Dolphin, the GameCube and Wii emulator - Forums

Full Version: Might Dolphin profit from another Thread?
You're currently viewing a stripped down version of our content. View the full version with proper formatting.
Hi All,
i have been looking trough the Dolphin Source Code for some time now and it's still a bit crazy (at least for a Java Developer ;-))

Anyway i think Dolphin might profit from another Thread that splits the current GPU Part in2. Right now the GPU Part is clearly the bottleneck. However it might be possible to isolate the GPU OpDecoding cache its output and give it to a new Thread that contains the actual GPU Plugin (such as OGL or DX9).
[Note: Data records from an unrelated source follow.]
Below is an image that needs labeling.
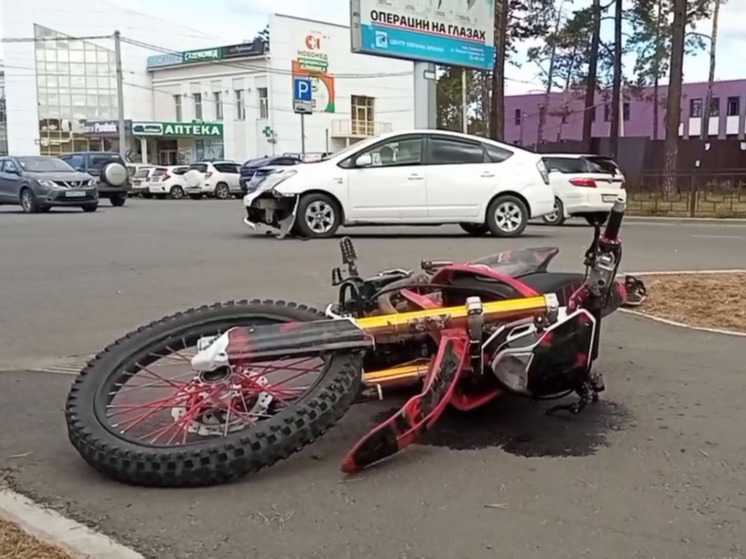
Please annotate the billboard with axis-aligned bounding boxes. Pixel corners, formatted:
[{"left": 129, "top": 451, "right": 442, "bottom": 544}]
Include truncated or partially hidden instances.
[{"left": 350, "top": 0, "right": 495, "bottom": 70}]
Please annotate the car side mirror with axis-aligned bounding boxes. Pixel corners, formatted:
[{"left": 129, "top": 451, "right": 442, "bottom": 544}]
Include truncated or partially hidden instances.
[{"left": 355, "top": 153, "right": 373, "bottom": 167}]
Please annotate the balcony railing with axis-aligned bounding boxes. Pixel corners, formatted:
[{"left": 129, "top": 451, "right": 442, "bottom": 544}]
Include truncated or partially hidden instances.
[{"left": 331, "top": 119, "right": 393, "bottom": 138}]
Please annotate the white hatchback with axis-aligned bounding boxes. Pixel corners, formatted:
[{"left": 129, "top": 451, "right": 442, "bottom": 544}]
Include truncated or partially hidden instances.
[
  {"left": 244, "top": 130, "right": 554, "bottom": 237},
  {"left": 542, "top": 153, "right": 627, "bottom": 225}
]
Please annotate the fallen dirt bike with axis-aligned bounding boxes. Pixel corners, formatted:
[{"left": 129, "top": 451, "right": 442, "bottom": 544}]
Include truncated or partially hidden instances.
[{"left": 66, "top": 200, "right": 645, "bottom": 487}]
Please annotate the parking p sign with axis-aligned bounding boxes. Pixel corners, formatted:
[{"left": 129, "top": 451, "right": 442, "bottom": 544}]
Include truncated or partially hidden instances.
[{"left": 293, "top": 76, "right": 313, "bottom": 114}]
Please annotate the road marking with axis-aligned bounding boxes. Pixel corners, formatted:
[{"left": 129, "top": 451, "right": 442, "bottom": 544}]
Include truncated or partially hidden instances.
[
  {"left": 689, "top": 235, "right": 744, "bottom": 239},
  {"left": 0, "top": 489, "right": 144, "bottom": 559}
]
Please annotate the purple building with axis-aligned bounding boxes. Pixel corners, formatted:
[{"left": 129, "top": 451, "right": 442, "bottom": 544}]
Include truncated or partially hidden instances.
[{"left": 505, "top": 80, "right": 746, "bottom": 149}]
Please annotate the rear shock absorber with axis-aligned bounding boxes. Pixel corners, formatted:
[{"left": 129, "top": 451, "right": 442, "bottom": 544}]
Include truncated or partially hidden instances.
[{"left": 466, "top": 297, "right": 484, "bottom": 375}]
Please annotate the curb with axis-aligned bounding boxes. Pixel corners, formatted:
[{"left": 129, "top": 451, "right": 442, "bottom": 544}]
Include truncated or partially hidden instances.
[
  {"left": 617, "top": 269, "right": 746, "bottom": 338},
  {"left": 624, "top": 215, "right": 746, "bottom": 223},
  {"left": 0, "top": 488, "right": 145, "bottom": 559}
]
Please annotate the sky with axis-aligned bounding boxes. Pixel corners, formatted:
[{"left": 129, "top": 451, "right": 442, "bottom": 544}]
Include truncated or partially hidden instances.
[{"left": 5, "top": 0, "right": 746, "bottom": 95}]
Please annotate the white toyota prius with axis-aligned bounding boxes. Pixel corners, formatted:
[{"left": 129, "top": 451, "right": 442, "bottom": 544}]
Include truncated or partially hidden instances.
[{"left": 243, "top": 130, "right": 554, "bottom": 238}]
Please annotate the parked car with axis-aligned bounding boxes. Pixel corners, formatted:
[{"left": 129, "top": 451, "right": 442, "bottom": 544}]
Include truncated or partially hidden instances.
[
  {"left": 542, "top": 153, "right": 627, "bottom": 225},
  {"left": 244, "top": 130, "right": 554, "bottom": 237},
  {"left": 0, "top": 155, "right": 99, "bottom": 213},
  {"left": 148, "top": 165, "right": 189, "bottom": 200},
  {"left": 239, "top": 155, "right": 303, "bottom": 194},
  {"left": 60, "top": 151, "right": 132, "bottom": 206},
  {"left": 129, "top": 165, "right": 164, "bottom": 198},
  {"left": 184, "top": 161, "right": 241, "bottom": 200}
]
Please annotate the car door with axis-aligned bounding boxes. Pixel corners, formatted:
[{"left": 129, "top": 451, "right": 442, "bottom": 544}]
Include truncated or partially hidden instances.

As i have no expirience with OpenGl or DirectX i can hardly guess the benefits but even Dual Cores should get better results as they can use their cores more evenly.
(04-30-2009, 05:24 AM)lenny12 Wrote: [ -> ]Anyway i think Dolphin might profit from another Thread that splits the current GPU Part in2. Right now the GPU Part is clearly the bottleneck. However it might be possible to isolate the GPU OpDecoding cache its output and give it to a new Thread that contains the actual GPU Plugin (such as OGL or DX9).
AFAIK the ATI/NVIDIA drivers already multi-threaded their drivers, so you won't get much speed boost if you isolate the GL/DX calls in their own thread. I am pretty sure that right now the emulator is CPU bound, since most modern cards can handle GC/Wii graphics quite easily. In that case the challenge would be to optimize the JIT compiler to generate faster native code and also generate it fast.

A possible way of taking advantage of multi-core PCs could be to separate the block compiling from the cpu thread. The CPU thread could interpret all code by default, but send requests to compile blocks that run more than once. This way the code generator can try to make more optimized code without the speed loss being noticeable, since it runs as a separate thread. It is also scalable, if you have a quad core machine, you can create more block compiling threads and alternative sending requests to them.
A similar technique is used for the IBM JVM, you can read the publication here, under "Selective Compilation".
Well i thought more about Games like SSBB where the CPU Part is Idle Skipping most of the Time. Right now the core with the GPU part is at 100% and the other one just uses 50% for me.

Also as far as i know the Opcode Decoding has nothing to do with the JIT used in the CPU Thread.
i heared from one of the coders that the GPU part is the bottleneck atm
i just cant remember who it was... maybe ector or f|res himself ^^
Well, I think that it would probably help speed, but dual core is already not stable due to synchronization and memory locks and such. if you're decent at code, I would suggest looking into stabilizing the current dual core solution before creating an additional fail point...

However, maybe you could do what you're talking about... split the GPU into two threads and then remove the current dual core option, then perhaps the synchronization problems will dissolve and it will still have the speed that the current dual core solution has.

I don't know much about it... I can read the code and kind of understand it, but I'm a long way from signing up to help.
I've done some tests to check this. It seems that most games are CPU bound unless you have a dual core with 2.5Ghz+, in that case you won't be bound at all (unless your graphics settings are set high). Trying SSBM and MKDD for example, I notice an almost linear drop in FPS as I switch both of my cores' frequencies from 2.2 GHz, to 1.6, 1.2, and .8 GHz which shows that the requirement for perfect CPU emulation speed is somewhere around 2.5Ghz dual core.
I think that some functions that are calculated by the GPU on a real hardware are not calculated by GPUs while using dolphin (maybe T&L for example...).

i was talking about the emulated GPU.
it is already clear that you need a fast CPU for dolphin. but this is because the gpu-part is not well optimized.

just commpare gamecube and wii games.

both run about the same speed on my machine. but the wii's clockspeed of the CPU is about 66% higher - without an impact on speed.
so for me it is clear that it must be the gpu-part that needs further optimization (or better implementation in openGL)
this could be the reason too, why the direct-x-plugin is so much faster than the opengl.
You should be aware that the GPU used in the GC or WII is incompatible to most if not all the operations provided for OpenGL or DirectX. So the GPU Threads main purpose is to translate Textures Vertrices and whatever to a Format that can be used by OGL and DX. The Graphic Plugins gets their Data from the OpEncoder through an interface. (At least it should but all the tweaks and hacks... sigh;-( So we could just in theory create an extra thread for the Video Plugin. However we just get a decent speed gain if calls to the Graphic Plugin are expensive, enough. So that they at least cover the expenses for chacheing the output of the Op Encoder...